The advance of CRISPR gene editing technology, which uses an RNA strand to guide an enzyme called Cas9 to cut a specific portion of DNA, has raised concerns and sparked debate as people envision a not-so-distant future populated by bioengineered super-crops, genetically flawless pets, and customized babies. While the method could be used for these purposes, it’s also showing potential as a valuable medical tool, with a seemingly new condition added each week to the list of what CRISPR may one day cure.
One recent addition to that list is Duchenne muscular dystrophy (DMD). In a study from University of Texas Southwestern Medical Center, researchers used CRISPR to make a single cut at a few strategic points along DNA in cells derived from DMD patients, with the result of potentially correcting most of the 3,000 gene mutations that cause DMD.
DMD is a genetic disorder characterized by progressive muscle degeneration and weakness. It mostly affects boys and is caused by defects in the gene that makes dystrophin, a protein that helps strengthen muscle fibers in skeletal and cardiac muscles. Many patients end up in wheelchairs, on respirators, or both, and while advances in cardiac and respiratory care have increased life expectancy into the early 30s, there’s still no cure for the condition.
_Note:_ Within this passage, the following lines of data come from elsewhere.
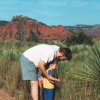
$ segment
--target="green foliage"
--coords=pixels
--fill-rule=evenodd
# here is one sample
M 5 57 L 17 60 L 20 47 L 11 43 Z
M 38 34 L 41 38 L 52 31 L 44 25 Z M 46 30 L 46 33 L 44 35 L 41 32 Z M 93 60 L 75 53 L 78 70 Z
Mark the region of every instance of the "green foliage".
M 60 41 L 43 41 L 66 47 Z M 31 41 L 0 41 L 0 87 L 15 100 L 31 100 L 29 81 L 22 81 L 19 56 L 39 43 Z M 100 99 L 100 42 L 93 46 L 72 45 L 72 60 L 58 63 L 55 100 Z
M 78 33 L 78 35 L 73 35 L 66 39 L 67 45 L 75 44 L 88 44 L 93 45 L 92 37 L 85 35 L 83 32 Z

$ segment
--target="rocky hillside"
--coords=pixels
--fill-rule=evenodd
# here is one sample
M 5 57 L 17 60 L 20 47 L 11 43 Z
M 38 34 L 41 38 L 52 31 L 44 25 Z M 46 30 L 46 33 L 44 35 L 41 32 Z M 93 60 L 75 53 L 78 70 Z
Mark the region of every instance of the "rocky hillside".
M 39 39 L 65 39 L 71 32 L 62 25 L 47 26 L 26 16 L 14 16 L 10 22 L 0 24 L 0 39 L 27 40 Z
M 73 33 L 84 32 L 93 38 L 100 38 L 100 25 L 75 25 L 75 26 L 65 26 L 66 29 Z

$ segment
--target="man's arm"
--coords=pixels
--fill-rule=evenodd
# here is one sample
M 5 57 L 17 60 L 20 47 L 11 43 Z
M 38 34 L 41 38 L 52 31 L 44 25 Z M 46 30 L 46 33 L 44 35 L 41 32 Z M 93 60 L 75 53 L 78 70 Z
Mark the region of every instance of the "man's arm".
M 54 83 L 54 81 L 60 81 L 60 79 L 54 78 L 52 76 L 49 76 L 45 69 L 45 62 L 40 60 L 38 63 L 38 67 L 41 70 L 41 72 L 44 74 L 44 76 L 51 82 Z

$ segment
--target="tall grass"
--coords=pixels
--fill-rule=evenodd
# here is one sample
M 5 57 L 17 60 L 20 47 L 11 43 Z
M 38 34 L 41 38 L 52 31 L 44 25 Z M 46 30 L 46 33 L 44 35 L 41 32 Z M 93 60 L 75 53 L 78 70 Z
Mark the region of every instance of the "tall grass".
M 48 41 L 46 41 L 48 42 Z M 65 47 L 61 42 L 51 44 Z M 39 44 L 39 43 L 37 43 Z M 36 45 L 32 42 L 0 41 L 0 88 L 15 100 L 31 100 L 29 81 L 22 81 L 19 57 L 23 51 Z M 99 100 L 100 99 L 100 42 L 71 46 L 73 58 L 70 62 L 58 63 L 55 84 L 55 100 Z

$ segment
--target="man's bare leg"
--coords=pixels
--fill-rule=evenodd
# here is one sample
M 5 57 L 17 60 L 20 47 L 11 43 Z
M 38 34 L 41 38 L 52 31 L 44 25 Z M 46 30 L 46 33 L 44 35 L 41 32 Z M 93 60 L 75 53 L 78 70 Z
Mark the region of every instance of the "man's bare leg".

The study on CRISPR for DMD was the cover story of this month’s Science Advances, and it builds on previous studies led by Dr. Eric Olson, director of UT Southwestern’s Hamon Center for Regenerative Science and Medicine, in which CRISPR was used to correct a single gene mutation that caused DMD in mice.
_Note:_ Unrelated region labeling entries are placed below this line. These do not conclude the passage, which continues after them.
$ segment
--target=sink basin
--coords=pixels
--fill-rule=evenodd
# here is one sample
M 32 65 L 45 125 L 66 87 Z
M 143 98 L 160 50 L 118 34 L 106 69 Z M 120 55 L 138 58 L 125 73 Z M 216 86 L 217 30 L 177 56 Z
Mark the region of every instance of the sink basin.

The new study showed that various DMD-related mutations can be corrected in human cells by eliminating flawed splice sites in genomic DNA. These splice sites instruct genes to build abnormal dystrophin molecules. The protein then doesn’t function as it should to keep muscle cells intact, and muscles start to break down.
Researchers developed 12 guide RNAs to find mutation sites along the dystrophin gene. They cut the DNA at these locations and, in doing so, directed the cellular machinery to skip over the faulty protein sequences. Once the gene was successfully edited, it started building functional dystrophin protein, enhancing the function of muscle tissue.
“We found that correcting less than half of the cardiomyocytes (heart muscle cells) was enough to rescue cardiac function to near-normal levels in human-engineered heart tissue,” said Dr. Chengzu Long, lead author of the study and assistant professor of medicine at New York University Langone Health.
This single-cut method is an efficient alternative to developing a separate molecular treatment for each one of the gene mutations that cause DMD, and could potentially be used to correct other single-gene mutations like cystic fibrosis or sickle cell anemia.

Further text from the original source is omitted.